A university group claims 167 students were spiked with drugs like MDMA and Ketamine at venues during Freshers' Week.
Durham Night In, an Instagram page calling for a boycott of venues in the city, shared a shocking table claiming to list the most prolific spiking hotspots among popular bars.
While many of the incidents were reported as involving "unknown substances", other victims claim to have been laced with Class A drug MDMA, and horse tranquiliser, Ketamine
The table seen by The Mirror and compiled by Durham students contains a list of 11 venues with additional details about each case.
Several bars have said they are bolstering security in the wake of city-wide reports of spiking.
One bar said to be most prolific has increased door staff numbers and will be carrying out more searches.
Students were enraged by a Durham University Wellbeing post that said 'don't get spiked'
Other measures include staff carrying out drug searches on each other, higher resolution CCTV cameras and lids for their plastic pint glasses.
It said it will pass on anyone caught spiking to the police.
Other bars said to be particular hotspots for the crime also released similar statements.
It comes after the university came under fire for posting a tweet about how students can "prevent" being spiked.
The Durham University Student Wellbeing account told students "don't get spiked" and advised people to protect others by reporting cases to police.
The tweet, which has now been deleted, read: "Drink Spiking is dangerous and something that you can prevent from happening to you and your friends.

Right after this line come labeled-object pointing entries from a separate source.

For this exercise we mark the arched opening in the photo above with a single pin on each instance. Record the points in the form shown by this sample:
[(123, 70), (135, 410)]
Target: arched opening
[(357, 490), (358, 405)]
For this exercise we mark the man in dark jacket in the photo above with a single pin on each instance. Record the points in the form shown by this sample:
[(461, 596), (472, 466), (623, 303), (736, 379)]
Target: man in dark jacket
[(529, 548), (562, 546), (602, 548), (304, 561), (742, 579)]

Data collected by an Instagram page calling for a boycott of Durham nightclubs reportedly released a summary showing reports of widespread spiking with MDMA and Ketamine during Fresher's Week
"#dontgetspiked Contact the police as soon as possible in a suspected case so an investigation can be conducted and others protected."

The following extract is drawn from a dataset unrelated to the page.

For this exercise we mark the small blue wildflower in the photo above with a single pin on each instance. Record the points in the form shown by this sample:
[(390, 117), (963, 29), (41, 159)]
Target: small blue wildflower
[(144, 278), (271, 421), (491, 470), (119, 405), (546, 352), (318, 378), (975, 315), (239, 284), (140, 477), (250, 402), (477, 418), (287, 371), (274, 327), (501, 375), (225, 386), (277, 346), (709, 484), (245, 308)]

Students have been left outraged as student leaders have said it is "victim-blaming, ChronicleLive reports.
Durham Students' Union President Seun Twins shared the post with the message: "This victim-blaming messaging is extremely dangerous.
"What was this supposed to achieve other than to divert attention away from predators and predatory behaviour? Disappointed for the umpteenth time."
Jonah Graham, Durham SU Welfare and Liberation Officer also expressed their disappointment in the post.
He added: "Disappointing. Spiking is assault so this hashtag is widely inappropriate.
"The uni should help students to stay safe (e.g. providing drink covers) and report incidents without insensitively blaming victims.
"All guilt lies with perpetrators – the primary focus must be on them."
A spokesperson for Durham University said: "We appreciate the feedback on our recent post about drink safety.
"Students have reported concerns to us about drink spiking on nights out.
"We take this very seriously and work with the police and others on guidance to help people be safe and report incidents.
"We also regularly train staff and student representatives on drug and alcohol awareness.
"We always aim to support our students and take opportunities to learn and improve our messaging on important topics like this."